When I was young we welcomed the arrival of margarine not for its low fat properties but because it was cheaper than butter.

When my adolescent sister and I wandered through the aisles of the IGA supermarket off the highway in Mentone we took delight in choosing the cheapest of everything.

No name brands had not yet arrived on the scene but there were alternatives to almost everything.

Alternatives to the expensive and wonderful double decker biscuits that came from the Arnott’s factories. Alternatives to smooth Cadbury’s chocolate. Alternatives to Macleans tooth paste. And though we took pleasure in choosing these brands I also felt a mark of poverty at the check out as the girl ran through our items. And I did not enjoy it.

Still it was the only way to guarantee there’d be enough money left over from the twenty or so dollars our mother gave us once each week for the weekly family shopping.

She had no time to shop herself. She worked every day at the old people’s home down the road and in those days supermarkets closed like other shops at 5.30 pm and only milk bars stayed open for limited times after hours.

And milk bars then, as they are today, were more expensive for all items other than milk.

My sister and I needed to have a few extra dollars left over from our twenty dollars to be able to add a block of cheap compound chocolate to our collection and then with our school bags overloaded with necessities, including Fairy brand margarine, we began the half hour trek home through the back streets of Cheltenham and shared out the entire block of chocolate.

By the time we reached home we were sick from our fill of it. No longer did I hanker for a pile of sandwiches to eat from my seat in front of the television as we watched Kimba the White Lion; whatever Disney cartoons might be showing in the afternoons or family sitcoms early evening, alongside the American cowboy shows of Daniel Boone or Robin Hood and his merry men from England.

On nights we did not shop, I ate three or four rounds of jam filled bread.

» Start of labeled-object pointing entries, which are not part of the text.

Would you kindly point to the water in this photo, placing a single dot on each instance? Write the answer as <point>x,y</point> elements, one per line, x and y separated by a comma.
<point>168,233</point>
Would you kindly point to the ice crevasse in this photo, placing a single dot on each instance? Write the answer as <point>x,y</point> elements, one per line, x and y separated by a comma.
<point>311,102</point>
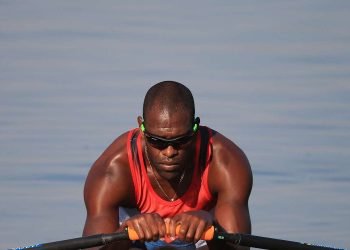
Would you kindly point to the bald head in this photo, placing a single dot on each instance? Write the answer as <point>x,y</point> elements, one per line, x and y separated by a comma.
<point>170,97</point>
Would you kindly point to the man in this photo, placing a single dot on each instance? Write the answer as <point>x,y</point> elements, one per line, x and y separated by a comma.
<point>174,172</point>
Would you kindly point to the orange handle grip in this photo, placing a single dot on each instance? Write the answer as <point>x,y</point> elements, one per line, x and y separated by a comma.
<point>207,235</point>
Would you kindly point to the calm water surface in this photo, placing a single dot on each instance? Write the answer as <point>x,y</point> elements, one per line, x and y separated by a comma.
<point>274,77</point>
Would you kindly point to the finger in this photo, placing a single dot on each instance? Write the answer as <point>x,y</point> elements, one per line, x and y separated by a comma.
<point>138,229</point>
<point>157,227</point>
<point>183,230</point>
<point>201,227</point>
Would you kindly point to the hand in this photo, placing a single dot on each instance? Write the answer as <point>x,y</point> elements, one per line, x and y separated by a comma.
<point>149,227</point>
<point>192,225</point>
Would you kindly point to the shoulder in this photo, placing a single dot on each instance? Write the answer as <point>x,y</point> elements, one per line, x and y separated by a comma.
<point>110,173</point>
<point>230,166</point>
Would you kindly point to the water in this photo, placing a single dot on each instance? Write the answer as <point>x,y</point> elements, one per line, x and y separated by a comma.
<point>272,76</point>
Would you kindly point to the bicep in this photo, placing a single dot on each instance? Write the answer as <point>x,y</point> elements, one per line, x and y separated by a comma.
<point>105,190</point>
<point>232,185</point>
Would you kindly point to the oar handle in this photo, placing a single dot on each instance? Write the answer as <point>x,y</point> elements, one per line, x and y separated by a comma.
<point>207,235</point>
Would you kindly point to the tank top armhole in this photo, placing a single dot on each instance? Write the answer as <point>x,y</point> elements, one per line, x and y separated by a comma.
<point>207,167</point>
<point>132,167</point>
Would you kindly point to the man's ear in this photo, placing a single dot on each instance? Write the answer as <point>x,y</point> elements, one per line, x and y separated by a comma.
<point>139,121</point>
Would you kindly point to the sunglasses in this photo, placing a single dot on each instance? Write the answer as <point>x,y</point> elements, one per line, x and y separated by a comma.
<point>162,143</point>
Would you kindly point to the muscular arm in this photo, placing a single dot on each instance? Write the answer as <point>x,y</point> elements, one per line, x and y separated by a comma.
<point>107,187</point>
<point>231,180</point>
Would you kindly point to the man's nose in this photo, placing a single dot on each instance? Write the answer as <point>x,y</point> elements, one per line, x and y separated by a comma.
<point>170,151</point>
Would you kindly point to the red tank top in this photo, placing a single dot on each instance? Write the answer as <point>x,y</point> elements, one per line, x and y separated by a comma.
<point>197,196</point>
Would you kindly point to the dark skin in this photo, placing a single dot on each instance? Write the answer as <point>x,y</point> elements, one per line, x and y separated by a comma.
<point>109,185</point>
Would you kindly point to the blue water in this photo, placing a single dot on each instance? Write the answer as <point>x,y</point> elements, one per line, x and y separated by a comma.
<point>272,76</point>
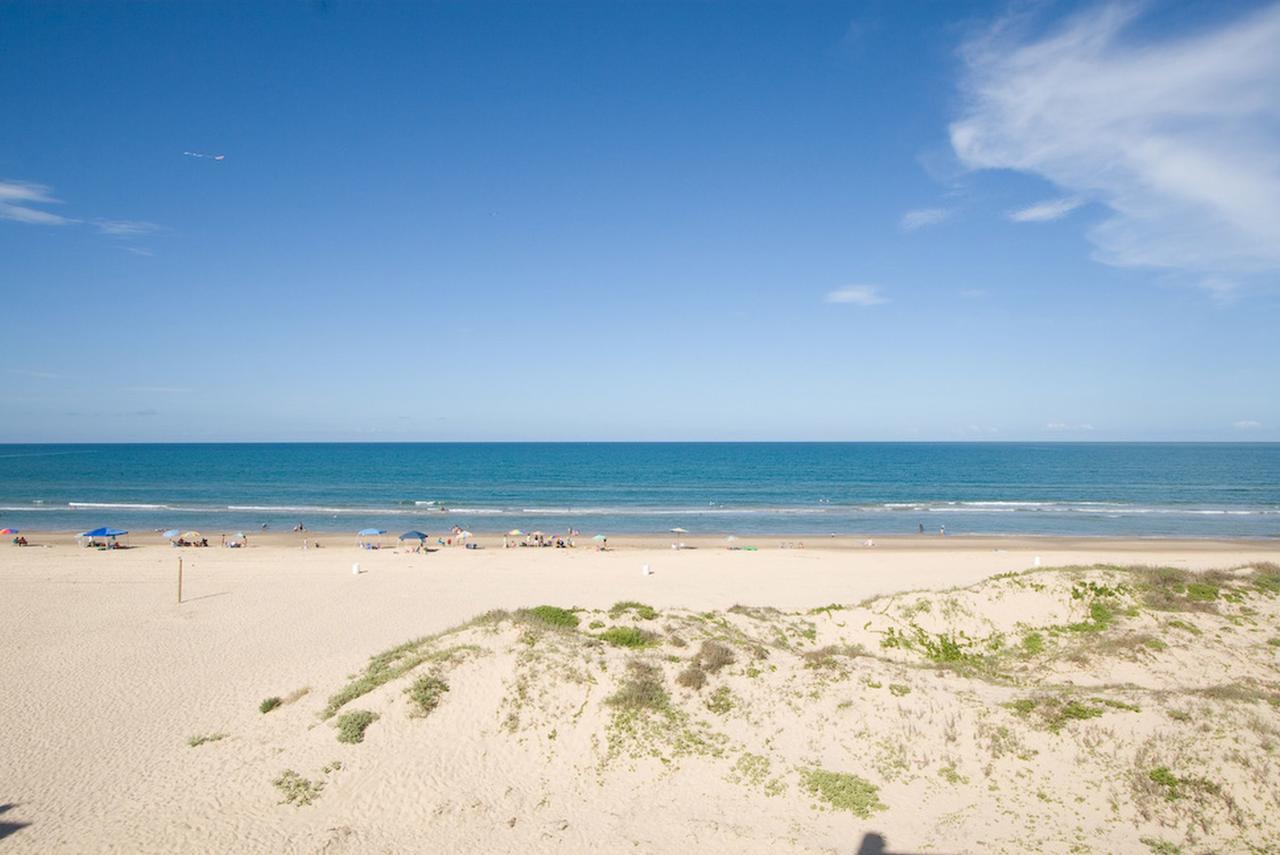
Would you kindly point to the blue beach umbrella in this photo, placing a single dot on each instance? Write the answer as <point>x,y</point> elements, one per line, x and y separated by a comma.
<point>104,533</point>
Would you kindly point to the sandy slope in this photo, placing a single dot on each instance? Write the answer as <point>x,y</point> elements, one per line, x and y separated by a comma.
<point>106,677</point>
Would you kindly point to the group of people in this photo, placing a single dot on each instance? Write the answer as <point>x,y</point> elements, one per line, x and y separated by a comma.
<point>539,539</point>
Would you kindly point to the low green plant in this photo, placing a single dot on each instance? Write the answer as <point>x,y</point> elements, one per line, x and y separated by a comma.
<point>641,689</point>
<point>640,609</point>
<point>1116,704</point>
<point>942,648</point>
<point>691,677</point>
<point>1168,780</point>
<point>548,616</point>
<point>1201,593</point>
<point>721,702</point>
<point>842,791</point>
<point>426,693</point>
<point>1054,713</point>
<point>297,791</point>
<point>713,655</point>
<point>352,726</point>
<point>629,636</point>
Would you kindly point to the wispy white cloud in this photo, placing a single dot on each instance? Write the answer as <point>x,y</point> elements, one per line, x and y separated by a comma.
<point>17,199</point>
<point>923,216</point>
<point>24,202</point>
<point>1178,138</point>
<point>126,228</point>
<point>1054,209</point>
<point>856,296</point>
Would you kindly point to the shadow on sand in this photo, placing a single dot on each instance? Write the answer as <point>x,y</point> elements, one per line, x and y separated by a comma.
<point>874,844</point>
<point>9,827</point>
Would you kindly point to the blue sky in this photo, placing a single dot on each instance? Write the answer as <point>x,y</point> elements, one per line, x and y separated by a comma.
<point>631,220</point>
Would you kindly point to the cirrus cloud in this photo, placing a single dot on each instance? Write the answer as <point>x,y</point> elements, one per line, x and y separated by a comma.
<point>17,201</point>
<point>1178,138</point>
<point>856,296</point>
<point>1054,209</point>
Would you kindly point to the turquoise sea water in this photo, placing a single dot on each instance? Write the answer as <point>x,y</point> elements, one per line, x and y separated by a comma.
<point>617,488</point>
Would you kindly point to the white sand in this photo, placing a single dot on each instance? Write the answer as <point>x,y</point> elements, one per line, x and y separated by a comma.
<point>105,677</point>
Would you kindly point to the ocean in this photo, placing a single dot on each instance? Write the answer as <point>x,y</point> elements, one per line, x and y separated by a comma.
<point>1106,489</point>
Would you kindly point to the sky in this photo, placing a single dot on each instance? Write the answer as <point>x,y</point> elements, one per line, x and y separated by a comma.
<point>873,220</point>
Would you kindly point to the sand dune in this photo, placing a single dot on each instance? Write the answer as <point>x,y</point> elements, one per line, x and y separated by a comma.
<point>778,700</point>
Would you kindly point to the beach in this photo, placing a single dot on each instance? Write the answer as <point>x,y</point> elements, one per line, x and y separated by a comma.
<point>109,677</point>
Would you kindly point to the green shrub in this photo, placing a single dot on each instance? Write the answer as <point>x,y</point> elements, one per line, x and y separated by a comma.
<point>641,690</point>
<point>426,693</point>
<point>842,791</point>
<point>691,677</point>
<point>721,702</point>
<point>713,655</point>
<point>549,616</point>
<point>297,791</point>
<point>629,636</point>
<point>639,609</point>
<point>352,726</point>
<point>1201,593</point>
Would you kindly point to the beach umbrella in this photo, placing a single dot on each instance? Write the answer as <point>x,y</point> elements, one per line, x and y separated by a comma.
<point>104,533</point>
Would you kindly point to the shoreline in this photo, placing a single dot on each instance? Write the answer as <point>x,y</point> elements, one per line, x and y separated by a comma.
<point>928,542</point>
<point>117,682</point>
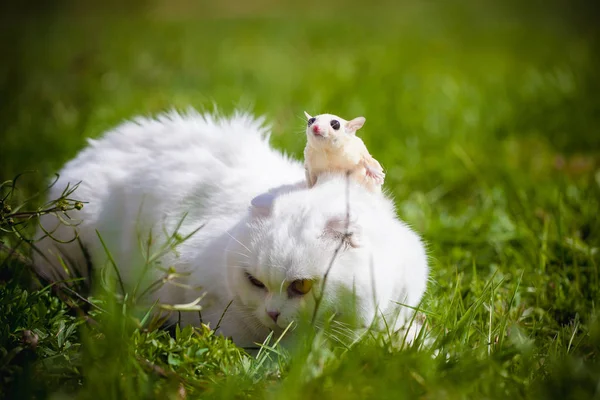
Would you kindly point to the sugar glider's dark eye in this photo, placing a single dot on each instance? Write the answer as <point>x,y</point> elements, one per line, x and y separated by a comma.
<point>255,281</point>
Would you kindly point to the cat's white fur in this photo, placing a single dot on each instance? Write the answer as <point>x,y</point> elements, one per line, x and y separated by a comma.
<point>150,173</point>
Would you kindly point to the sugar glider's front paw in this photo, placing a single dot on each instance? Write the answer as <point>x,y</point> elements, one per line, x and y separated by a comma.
<point>375,174</point>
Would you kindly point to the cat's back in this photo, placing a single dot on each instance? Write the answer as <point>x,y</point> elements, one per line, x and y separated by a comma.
<point>174,150</point>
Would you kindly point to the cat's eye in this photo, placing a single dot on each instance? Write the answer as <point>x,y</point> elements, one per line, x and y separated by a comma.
<point>300,287</point>
<point>255,281</point>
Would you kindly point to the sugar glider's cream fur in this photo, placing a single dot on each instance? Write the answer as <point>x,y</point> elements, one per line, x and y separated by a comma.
<point>332,146</point>
<point>266,240</point>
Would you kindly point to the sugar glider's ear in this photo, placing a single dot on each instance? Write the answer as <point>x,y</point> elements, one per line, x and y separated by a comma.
<point>262,205</point>
<point>353,125</point>
<point>339,228</point>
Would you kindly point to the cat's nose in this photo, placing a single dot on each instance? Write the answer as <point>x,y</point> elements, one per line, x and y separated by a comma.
<point>273,314</point>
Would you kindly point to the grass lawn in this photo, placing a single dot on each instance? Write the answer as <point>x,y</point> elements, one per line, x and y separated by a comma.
<point>486,116</point>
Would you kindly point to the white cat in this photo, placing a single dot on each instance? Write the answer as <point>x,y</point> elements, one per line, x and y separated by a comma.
<point>266,241</point>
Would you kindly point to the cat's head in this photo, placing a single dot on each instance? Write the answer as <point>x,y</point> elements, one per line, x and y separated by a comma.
<point>278,259</point>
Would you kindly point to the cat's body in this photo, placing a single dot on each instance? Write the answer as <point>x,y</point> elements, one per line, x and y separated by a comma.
<point>149,174</point>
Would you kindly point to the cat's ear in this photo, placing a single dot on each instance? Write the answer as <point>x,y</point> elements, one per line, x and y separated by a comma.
<point>262,205</point>
<point>353,125</point>
<point>340,228</point>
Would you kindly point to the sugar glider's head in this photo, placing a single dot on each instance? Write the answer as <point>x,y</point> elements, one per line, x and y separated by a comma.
<point>280,254</point>
<point>328,129</point>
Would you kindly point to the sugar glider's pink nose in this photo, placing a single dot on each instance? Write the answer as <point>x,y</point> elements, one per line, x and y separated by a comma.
<point>273,314</point>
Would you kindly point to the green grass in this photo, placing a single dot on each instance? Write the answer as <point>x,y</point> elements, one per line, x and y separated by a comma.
<point>485,116</point>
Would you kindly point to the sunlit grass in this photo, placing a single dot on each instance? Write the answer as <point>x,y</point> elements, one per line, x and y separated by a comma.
<point>486,121</point>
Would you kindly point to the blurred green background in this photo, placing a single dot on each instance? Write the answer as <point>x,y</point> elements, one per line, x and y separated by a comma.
<point>485,115</point>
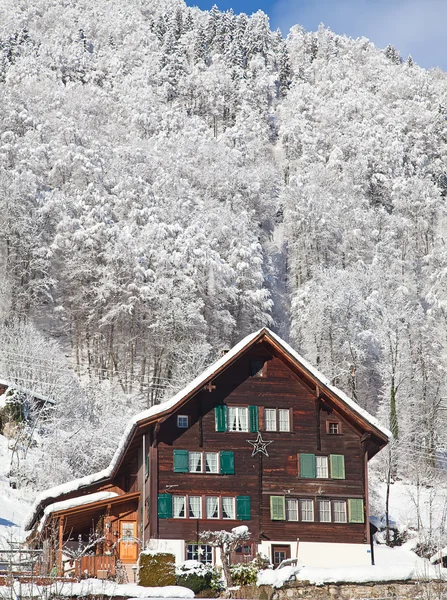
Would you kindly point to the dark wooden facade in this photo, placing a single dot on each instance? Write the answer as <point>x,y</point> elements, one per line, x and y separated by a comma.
<point>262,375</point>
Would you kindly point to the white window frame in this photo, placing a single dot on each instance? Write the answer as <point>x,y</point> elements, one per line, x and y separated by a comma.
<point>283,411</point>
<point>269,423</point>
<point>217,455</point>
<point>340,516</point>
<point>199,498</point>
<point>307,506</point>
<point>233,505</point>
<point>292,508</point>
<point>324,509</point>
<point>190,455</point>
<point>240,415</point>
<point>179,421</point>
<point>218,506</point>
<point>185,505</point>
<point>321,467</point>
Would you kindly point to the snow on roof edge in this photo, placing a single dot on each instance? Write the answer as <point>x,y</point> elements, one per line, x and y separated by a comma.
<point>76,484</point>
<point>197,382</point>
<point>74,502</point>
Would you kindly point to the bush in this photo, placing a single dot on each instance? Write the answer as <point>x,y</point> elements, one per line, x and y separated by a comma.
<point>156,570</point>
<point>198,577</point>
<point>244,573</point>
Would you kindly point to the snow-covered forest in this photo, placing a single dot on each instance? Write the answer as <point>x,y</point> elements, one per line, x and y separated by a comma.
<point>172,179</point>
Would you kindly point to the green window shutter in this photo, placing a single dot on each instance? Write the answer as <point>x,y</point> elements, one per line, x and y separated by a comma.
<point>164,506</point>
<point>277,508</point>
<point>227,462</point>
<point>181,461</point>
<point>243,508</point>
<point>337,466</point>
<point>356,512</point>
<point>307,466</point>
<point>220,415</point>
<point>254,419</point>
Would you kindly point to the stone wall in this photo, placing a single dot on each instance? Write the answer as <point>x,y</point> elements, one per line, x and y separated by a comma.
<point>434,590</point>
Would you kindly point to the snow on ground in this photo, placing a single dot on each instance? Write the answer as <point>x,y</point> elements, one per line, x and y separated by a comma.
<point>392,564</point>
<point>14,505</point>
<point>98,587</point>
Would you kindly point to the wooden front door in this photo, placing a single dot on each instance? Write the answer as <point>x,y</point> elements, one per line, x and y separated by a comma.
<point>280,553</point>
<point>128,545</point>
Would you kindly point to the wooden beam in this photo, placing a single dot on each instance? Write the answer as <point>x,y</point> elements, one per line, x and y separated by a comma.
<point>60,547</point>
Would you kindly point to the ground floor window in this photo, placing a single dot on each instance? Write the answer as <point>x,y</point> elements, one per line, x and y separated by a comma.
<point>200,552</point>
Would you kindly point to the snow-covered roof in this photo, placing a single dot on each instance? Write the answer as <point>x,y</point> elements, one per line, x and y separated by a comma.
<point>193,387</point>
<point>74,503</point>
<point>10,385</point>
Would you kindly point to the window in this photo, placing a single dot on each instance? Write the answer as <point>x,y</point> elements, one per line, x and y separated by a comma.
<point>182,421</point>
<point>311,466</point>
<point>195,507</point>
<point>334,428</point>
<point>178,507</point>
<point>257,368</point>
<point>339,511</point>
<point>211,462</point>
<point>277,508</point>
<point>324,511</point>
<point>237,418</point>
<point>307,510</point>
<point>292,509</point>
<point>270,419</point>
<point>227,508</point>
<point>277,419</point>
<point>195,462</point>
<point>212,507</point>
<point>283,419</point>
<point>199,552</point>
<point>321,464</point>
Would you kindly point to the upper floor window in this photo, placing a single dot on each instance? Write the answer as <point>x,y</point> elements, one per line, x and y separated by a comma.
<point>186,461</point>
<point>257,368</point>
<point>182,421</point>
<point>333,428</point>
<point>237,418</point>
<point>276,419</point>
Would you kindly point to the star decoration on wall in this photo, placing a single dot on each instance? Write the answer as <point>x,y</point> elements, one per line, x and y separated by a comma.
<point>259,445</point>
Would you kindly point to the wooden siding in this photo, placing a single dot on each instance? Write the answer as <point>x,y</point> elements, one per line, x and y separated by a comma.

And when dinnertime came round I was unwilling to eat whatever food my mother served up.

There were times when she tried to make out that the rabbit she had cooked in some sort of casserole was actually chicken. She never fooled me. Or that the potatoes she’d left boiling in the pan too long before the water dried up and the bottom of the pan and potatoes resting there were black; that these potatoes once drained and the black sections omitted when mashed together with margarine and milk were still not burned.

A taste I can still conjure up. The taste of charcoal, without its texture. Not one to cherish.

I preferred my rounds of sandwiches or chocolate blocks to the daily fare my mother cooked unwillingly at the stove every night of my childhood.

I do not blame her now, although then I resented these things.

Now I recognise what a tedious job it is to come up with something fresh and tasty every night, especially when you’re heart is not in the cooking. Especially when money is so tight you have no options in terms of nourishment.

My mother went for the salt, sugar and carbohydrate to keep us full, with a few vegetables, eggs and meat for good measure. She’d lived through a war and was not one bit squeamish about sugar or salt, once so had to come by, and necessary in almost everything she cooked to enhance the taste.